Co-author Naixin Qian of Columbia University told the US-based newspaper that they also came across an ‘ironic finding’ – plastic compounds in the water that matched the primary material in reverse-osmosis filters. This could mean that plastics may have leached into water during the process of filtration. Qian added that PVC and polystyrene seemed to have entered the plastic bottles with the “source water” that filled them. The source water, according to the US Environmental Protection Agency (EPA), could have been contaminated through aerosolized plastic gases that plastic factories emit which make their way into air, and therefore rain and water.
Health Risks
The researchers were concerned about the severe health risks these nanoplastics posed. They found out that both the very young and very old remain particularly vulnerable.
Yan said that these particles are small enough to cross the blood-brain barrier and could lead to neural degeneration in the elderly for whom the barrier is “looser”. Nanoplastics may also lead to cell damage and are small enough to cross the placenta into the generally sheltered environment of the womb.
What effects it may have on the foetus are yet to be found.
Nanoplastics can enter inside the umbilical veins that pull blood and waste products back from an embryo. This can hamper cellular processes that help dispose of cellular debris.
This poses serious threats to the embryonic nervous system, kidney and reproductive cells and also threatens the normal growth of the foetus’s heart.
These nanoplastics may make it harder for the cells in foetal brain tissues to stay alive.
The researchers also said that the human digestive system is prone to impact as plastics are likely to enter the human body through drinking water. Scientists said that PET interferes with key microbial communities in the human gut. These encourage harmful bacteria to grow and suppress beneficial bacteria.
Experiments carried out on mice found that micro- and nanoplastics lead to cell death in the lining of the intestine and increase inflammation in the gut. If they reach the bloodstream they could also lead to heart disease.
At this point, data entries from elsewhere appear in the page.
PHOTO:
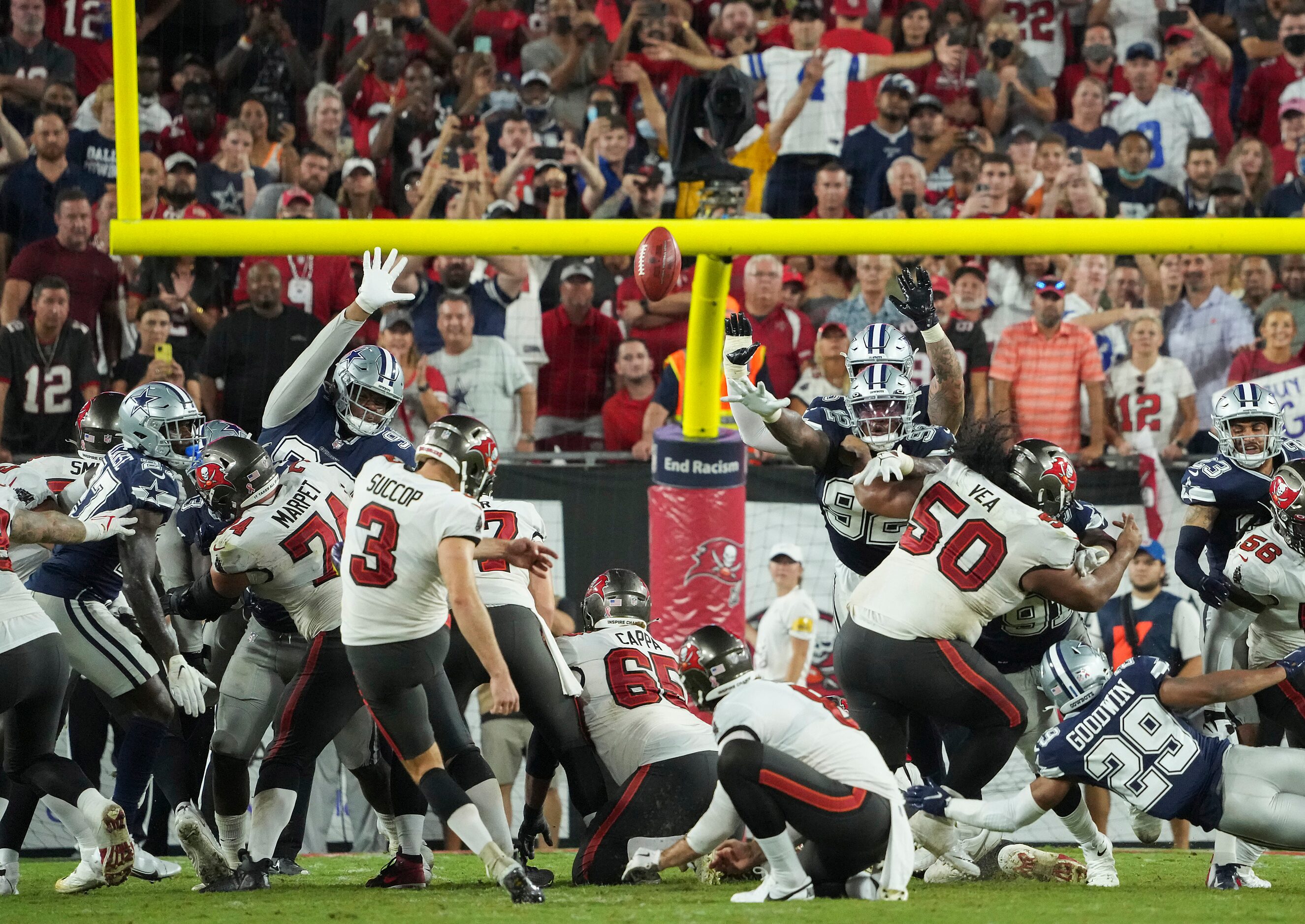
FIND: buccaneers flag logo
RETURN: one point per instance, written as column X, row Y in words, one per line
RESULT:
column 722, row 560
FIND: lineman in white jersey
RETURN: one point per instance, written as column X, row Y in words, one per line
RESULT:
column 661, row 755
column 408, row 561
column 789, row 757
column 1168, row 117
column 280, row 545
column 978, row 543
column 34, row 666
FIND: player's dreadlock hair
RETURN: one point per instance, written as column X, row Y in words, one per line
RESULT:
column 985, row 445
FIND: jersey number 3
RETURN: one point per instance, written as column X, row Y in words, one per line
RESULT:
column 925, row 533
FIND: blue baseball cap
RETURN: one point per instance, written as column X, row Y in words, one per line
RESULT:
column 1154, row 549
Rats fed water with Styrofoam nanoparticles experienced heart issues, as the particles accumulated and caused swelling, stopping heart function and cell death, as per a study conducted in 2021. Tests conducted in a petri dish found that nanoparticles could destroy human red blood cells but these findings could not be replicated inside actual blood.
The report by the newspaper said that the risks of nanoplastics currently remain a matter of conjecture. They said that these particles can be very toxic to cells at high doses but it is yet to be found what happens at the levels that ordinary public are actually exposed to.
Raman Effect
The scientists are looking forward to understanding that by closing a gap in technology which will allow a reliable way to identify nanoparticles in the environment.
Using Raman scattering, derived from the studies conducted by Indian scientist CV Raman, scientists can hit an unknown plastic particle with a laser beam and decode the frequency of the light that bounces back to tell what plastic polymer is inside. It will allow them to identify specific nanoplastics in soils, the air and human tissue.
“Those different chemical bonds have different, essentially intrinsic energy. And we can use lasers to interrogate that energy and detect the interaction between the laser and that part of the chemical bonds,” co-author of the research Wei Min was quoted as saying. Min said it will allow researchers to distinguish different chemical bonds, and therefore different types of polymers.
Qian told the newspaper that they are yet to have enough information on how nanoplastics levels found in bottles compare with levels in tap water around the nation and said toxicologists can take the research forward to find out how the levels the team found in bottled water translate to impact on human health.